In his speech, Trump saved his denunciation of North Korea for last, the climactic moment in a speech that lasted an hour and 20 minutes. Probably no moment in the speech was more memorable than the image of North Korean defector Ji Seong-Ho standing and waving his crutches as Trump hailed him as “an inspiration to us all” for the terrible suffering he endured, loss of limbs, the torture, the death of his father, before he finally made his great escape.
The story was a moving one, as was the tribute Trump paid to the memory of Otto Warmbier, the University of Virginia student who was imprisoned in North Korea, then was returned near death to his home in Ohio, only to die several days later. The image of his weeping mother, standing beside his father, ranked along with that of Ji Seong-Ho as another incredible moment as Trump dramatized his speech with carefully chosen examples, none better than that of Ji’s ordeal as “a testament to the yearning of a very human soul to live in freedom.”

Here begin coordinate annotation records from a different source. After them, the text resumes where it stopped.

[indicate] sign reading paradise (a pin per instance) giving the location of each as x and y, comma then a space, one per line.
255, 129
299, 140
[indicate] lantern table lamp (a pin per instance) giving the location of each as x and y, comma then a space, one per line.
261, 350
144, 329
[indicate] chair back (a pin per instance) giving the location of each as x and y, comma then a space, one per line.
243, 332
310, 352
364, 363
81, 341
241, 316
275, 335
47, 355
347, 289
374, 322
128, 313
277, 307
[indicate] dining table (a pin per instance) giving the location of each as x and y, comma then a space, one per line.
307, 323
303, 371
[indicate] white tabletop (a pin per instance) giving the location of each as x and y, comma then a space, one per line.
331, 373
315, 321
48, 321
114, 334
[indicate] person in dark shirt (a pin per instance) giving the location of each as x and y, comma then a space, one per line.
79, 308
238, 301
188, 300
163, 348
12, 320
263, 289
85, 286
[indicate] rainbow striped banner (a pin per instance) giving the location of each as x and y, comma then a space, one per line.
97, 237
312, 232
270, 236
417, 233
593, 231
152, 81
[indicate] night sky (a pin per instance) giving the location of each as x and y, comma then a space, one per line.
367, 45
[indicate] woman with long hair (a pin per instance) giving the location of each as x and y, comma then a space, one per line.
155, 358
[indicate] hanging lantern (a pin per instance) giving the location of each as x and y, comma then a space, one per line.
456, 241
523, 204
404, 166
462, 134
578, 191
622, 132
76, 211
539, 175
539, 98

If the images were compelling, however, so was the realization that the perpetual near-crisis on the Korean Peninsula is not easing just because North Korea is sending an outsized delegation of cheerleaders, performers and officials, not to mention a few athletes, to PyeongChang and Gangneung next week. If Trump did not mention America’s alliance with South Korea, as he has often done before, it was only because he did not want to say a word that might invite a deluge of recriminations from the North that might actually jeopardize the Games.
The omission of South Korea from the speech was a concession to the sensitivities of South Korea’s President Moon Jae-In. In the run-up to the opening ceremony, any mention of the alliance, of standing fast together against the North, of the “ironclad” bond between the U.S. and South Korea would definitely not have fit in with the mood of the moment in Seoul.

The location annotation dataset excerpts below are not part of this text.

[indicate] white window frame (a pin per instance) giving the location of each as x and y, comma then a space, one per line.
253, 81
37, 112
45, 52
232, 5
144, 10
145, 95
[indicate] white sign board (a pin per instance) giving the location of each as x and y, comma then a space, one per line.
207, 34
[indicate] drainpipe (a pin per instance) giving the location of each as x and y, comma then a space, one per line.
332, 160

Trump may also have toned down his words somewhat, at least not threatening to rain “fire and fury” on North Korea, as he did in the United Nations a few months ago, but his words were still totally uncompromising.

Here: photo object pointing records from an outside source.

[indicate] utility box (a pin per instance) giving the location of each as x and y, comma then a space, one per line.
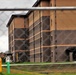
8, 57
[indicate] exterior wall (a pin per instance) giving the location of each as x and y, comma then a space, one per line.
62, 30
49, 33
18, 33
37, 33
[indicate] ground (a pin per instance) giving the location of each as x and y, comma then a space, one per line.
42, 69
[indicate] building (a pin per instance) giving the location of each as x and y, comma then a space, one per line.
50, 34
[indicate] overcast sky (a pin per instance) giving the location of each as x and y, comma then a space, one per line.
4, 16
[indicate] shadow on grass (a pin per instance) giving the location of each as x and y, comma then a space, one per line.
1, 73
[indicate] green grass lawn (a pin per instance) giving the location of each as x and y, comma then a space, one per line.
40, 74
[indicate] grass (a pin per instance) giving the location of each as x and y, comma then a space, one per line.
43, 69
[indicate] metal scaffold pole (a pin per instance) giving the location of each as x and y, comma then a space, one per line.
37, 8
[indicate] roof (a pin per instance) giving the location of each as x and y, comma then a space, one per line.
14, 16
19, 15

“We face rogue regimes, terrorist groups and rivals like China and Russia,” he said, but what about North Korea? Just as I was thinking he might go easy on the North, the words poured out. “No regime has oppressed its citizens more brutally than North Korea,” he declared. Promising “an extreme of maximum pressure,” he vowed not to “repeat the past mistakes of past administrations” ― a reference to his presidential predecessors for failing to curb North Korea’s nuclear program.
So what’s going on? How really tough is Trump willing to get? Hours before Trump’s speech we got some clues with news that Victor Cha, a distinguished professor at Georgetown who served in the presidency of George W. Bush as an adviser on Korean affairs, would not be named as the American ambassador to South Korea.
What happened? Why would Cha, the author of books and studies on the North, not get the job for which he seemed eminently qualified?
A conservative, Cha faced criticism from liberals for having appeared critical if not hard-line against the North ― just what the Trump team would have wanted.
In fact, however, Cha appears to have lost out because he wasn’t hard-line enough. It seems, he did not think a pre-emptive strike against North Korea would be such a good idea, and he had spoken out against giving North Korea “a bloody nose” by surgical strikes against its nuclear and missile facilities. That advice would seem quite realistic and reasonable, but evidently it wasn’t what those around Trump wanted to hear.
Oh yes, there was another problem too. Cha has warned against disrupting KORUS, the U.S. -Korea Free Trade Agreement.
Earlier in his speech, Trump remarked, “America has turned it back on decades of unfair trade deals. ” From now on, he said, “We expect trading relationships to be fair and very importantly reciprocal. ”
No doubt he had America’s huge deficit with China uppermost in his mind, but Trump also was signaling tough talks on KORUS with which Cha might not have been fully on board.
For Korea, the message is clear. Watch out. After the fun and games of the Olympics are over, we may be in for some tough times ― not just America’s moment but moments of tension for Korea and the region.
Donald Kirk has been covering war and peace in Asia for decades.